The performance of the silicon nanotube anode lies in its shape, which looks like a bunch of hollow straws. This provides more surface area exposed inside and therefore, much more area for the lithium to interact with. Also, because the shape provides extra space for the silicon to expand and contract, there is a reduction in the mechanical strain caused when the battery is charged and discharged.
Cho believes that batteries incorporating the silicon electrodes could be on the market in as little as three years because the process to produce them is simple and the template used is already available commercially. It involves repeatedly immersing an aluminum template in a silicon solution, and then heating it and etching the structure in acid to remove the aluminum. Along with LG Chem, Cho is also working with the template manufacturer to make a template compatible with large-scale manufacturing.
There are, however, other challenges that will need to be overcome before silicon anodes find their way into electric vehicles.
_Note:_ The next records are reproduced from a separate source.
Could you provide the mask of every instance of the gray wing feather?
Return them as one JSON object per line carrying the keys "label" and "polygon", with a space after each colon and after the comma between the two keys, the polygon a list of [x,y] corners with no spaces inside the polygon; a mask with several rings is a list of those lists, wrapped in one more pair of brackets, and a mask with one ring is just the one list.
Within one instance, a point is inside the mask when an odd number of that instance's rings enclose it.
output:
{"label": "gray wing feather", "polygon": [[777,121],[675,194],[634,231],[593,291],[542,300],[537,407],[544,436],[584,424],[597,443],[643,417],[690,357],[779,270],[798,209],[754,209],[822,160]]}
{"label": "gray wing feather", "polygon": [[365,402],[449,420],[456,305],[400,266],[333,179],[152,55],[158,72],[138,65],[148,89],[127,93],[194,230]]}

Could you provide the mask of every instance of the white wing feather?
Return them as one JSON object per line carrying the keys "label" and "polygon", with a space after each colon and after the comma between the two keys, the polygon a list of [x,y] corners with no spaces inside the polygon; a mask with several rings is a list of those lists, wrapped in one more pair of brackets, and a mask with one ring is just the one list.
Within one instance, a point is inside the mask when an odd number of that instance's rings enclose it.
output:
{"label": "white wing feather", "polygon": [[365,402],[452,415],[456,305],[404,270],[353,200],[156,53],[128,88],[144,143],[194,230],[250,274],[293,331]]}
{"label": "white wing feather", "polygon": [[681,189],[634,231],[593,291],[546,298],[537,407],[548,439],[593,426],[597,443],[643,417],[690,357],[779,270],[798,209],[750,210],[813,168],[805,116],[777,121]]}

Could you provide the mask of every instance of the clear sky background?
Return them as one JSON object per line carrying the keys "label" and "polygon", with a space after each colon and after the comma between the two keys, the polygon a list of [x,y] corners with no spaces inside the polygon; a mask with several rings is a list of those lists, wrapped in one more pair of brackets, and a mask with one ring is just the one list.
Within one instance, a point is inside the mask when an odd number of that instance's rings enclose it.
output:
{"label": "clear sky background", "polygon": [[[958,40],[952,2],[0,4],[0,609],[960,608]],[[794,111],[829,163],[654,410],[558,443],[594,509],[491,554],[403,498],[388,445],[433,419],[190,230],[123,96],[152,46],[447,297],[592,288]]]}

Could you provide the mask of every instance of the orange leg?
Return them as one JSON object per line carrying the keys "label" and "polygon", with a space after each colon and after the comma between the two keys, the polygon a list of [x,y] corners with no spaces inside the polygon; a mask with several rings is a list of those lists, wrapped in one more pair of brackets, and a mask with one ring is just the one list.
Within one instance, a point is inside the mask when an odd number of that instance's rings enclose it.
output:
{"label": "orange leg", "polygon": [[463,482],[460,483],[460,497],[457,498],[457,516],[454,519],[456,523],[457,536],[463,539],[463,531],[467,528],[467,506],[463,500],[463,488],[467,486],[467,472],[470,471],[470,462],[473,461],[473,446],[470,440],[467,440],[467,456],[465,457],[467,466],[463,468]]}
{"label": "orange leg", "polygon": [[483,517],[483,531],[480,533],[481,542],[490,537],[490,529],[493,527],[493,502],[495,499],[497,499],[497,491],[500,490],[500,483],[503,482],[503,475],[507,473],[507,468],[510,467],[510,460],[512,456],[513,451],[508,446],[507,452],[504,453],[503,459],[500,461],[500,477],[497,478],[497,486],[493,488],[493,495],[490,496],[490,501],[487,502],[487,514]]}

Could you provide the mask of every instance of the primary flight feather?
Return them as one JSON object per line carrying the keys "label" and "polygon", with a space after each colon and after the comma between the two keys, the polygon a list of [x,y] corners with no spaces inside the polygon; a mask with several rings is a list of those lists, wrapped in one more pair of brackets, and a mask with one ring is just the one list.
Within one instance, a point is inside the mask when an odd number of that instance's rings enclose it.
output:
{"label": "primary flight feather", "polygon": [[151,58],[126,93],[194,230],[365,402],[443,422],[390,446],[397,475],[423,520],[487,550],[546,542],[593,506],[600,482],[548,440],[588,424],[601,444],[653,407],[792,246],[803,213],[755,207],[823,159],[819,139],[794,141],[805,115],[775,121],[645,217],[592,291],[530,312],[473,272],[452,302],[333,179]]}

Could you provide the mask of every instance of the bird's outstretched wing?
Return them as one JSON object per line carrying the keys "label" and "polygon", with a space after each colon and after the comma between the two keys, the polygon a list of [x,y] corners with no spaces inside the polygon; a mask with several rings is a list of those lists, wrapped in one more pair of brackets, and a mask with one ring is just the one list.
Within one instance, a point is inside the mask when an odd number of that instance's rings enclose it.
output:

Although Cui and Cho have demonstrated their anode’s performance after 200 charges, the technology needs to be proven over hundreds of thousands of charges to become viable for use in vehicles. The problem lies in getting back from silicon all the energy that is put into it – a condition that worsens over time.
Additionally, to receive the full benefits of silicon anodes, they need to be paired with cathodes whose storage capacity is also ten times greater. To match the capacity of the silicon anodes in a working battery for testing their technology the researchers have been using large-volume cathodes made of conventional materials. However, Cui and Cho are working on developing new cathode materials in collaboration with LG Chem.
The team’s research is detailed in the study, Silicon Nanotube Battery Anodes, which appears in the journal Nano Letters.